On the last day of June 2016 and in the wake of momentous happenings in British politics, 17 members of FEAG and Cambridge Antiquarian Society met at the Cambridge Archaeological Unit dig at Lancaster Way Business Park near Witchford in the Isle of Ely. The site was a former WWII aerodrome and still had an atmosphere from that time. Luckily sunshine was bucking the trend for showers that had halted digging earlier in the week, although there was a lot of water in the trenches and test pits. We shoehorned into the portakabin that was the nerve centre of operations for a preliminary talk on the dig from Al Wright: he described evidence of Middle Iron Age round houses with deep drip ditches, enclosures for animals with narrow entrances, a Roman trackway very likely with Iron Age origins and a large and very impressive banjo enclosure. We viewed site plans, drone photographs and a lidar map of the water courses and islands in the immediate area and towards Coveney and Ely. Al showed us representative finds such as Iron Age pottery with comb marks, a beautiful decorated bone comb for weaving and loom weights. Other finds indicated later Roman occupation or possibly the adoption of Roman culture by the local population (Roman pottery and a glass bottle top). Bone finds came mainly from sheep in the Middle Iron Age, very young animals and very old ones, probably because the younger animals were being used for food and the older ones for wool. Bones from the later Iron Age were mainly bovine.
Out in the field we saw water-filled trenches and test pits and soil marks indicating the drip ditches round three roughly east-west aligned round houses and traces of post holes at the doorways. There were also clear soil markings from the trackway that would have led across the dry land peninsula, suggesting trade was being carried out along the waterways. There were two deep wells possibly going down as far as the chalk aquifer. Although the subsoil was mainly sand and gravel (terminal moraine), there was clearly a heavy clay layer under that preventing drainage. This may have explained the size and depth of the ditches. The banjo enclosure was huge with a very large round deep outer ditch, two smaller round ditches (with clear indications of reworking at some period), a shallow round ditch that might have supported wicker walls and large post holes (possibly from two periods) indicating internal structure. This is unlike some other banjo enclosures (not many of which have been found in East Anglia) and, we were told, might indicate a higher status usage. The entrance for the banjo was on a slightly different alignment from that of the round houses, and so the enclosure may have been from a different period.

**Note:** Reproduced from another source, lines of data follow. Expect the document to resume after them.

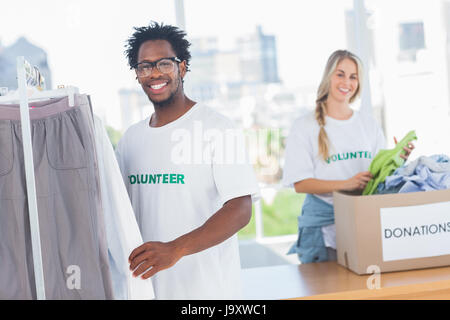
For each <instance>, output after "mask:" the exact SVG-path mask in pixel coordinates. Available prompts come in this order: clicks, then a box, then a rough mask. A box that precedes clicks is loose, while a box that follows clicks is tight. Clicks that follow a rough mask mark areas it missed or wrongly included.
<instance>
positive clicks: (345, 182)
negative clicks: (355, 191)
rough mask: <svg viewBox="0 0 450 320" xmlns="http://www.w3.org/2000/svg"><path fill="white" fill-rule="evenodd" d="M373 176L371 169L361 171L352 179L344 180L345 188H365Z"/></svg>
mask: <svg viewBox="0 0 450 320" xmlns="http://www.w3.org/2000/svg"><path fill="white" fill-rule="evenodd" d="M372 178H373V176H372V174H371V173H370V171H363V172H360V173H358V174H356V175H354V176H353V177H351V178H350V179H347V180H345V181H344V185H343V189H342V190H345V191H354V190H364V188H365V187H366V185H367V183H368V182H369V181H370V179H372Z"/></svg>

Al gave us a very informative description of the dig so far and the CAU’s current thoughts on this landscape. He also nobly fielded questions and comments from the group and took us up on the platform at the back of the banjo enclosure to get a drone’s eye view of the site. Clearly there was a lot going on in this area in the Iron Age and Roman periods and there is much scope for exciting future digs in the region.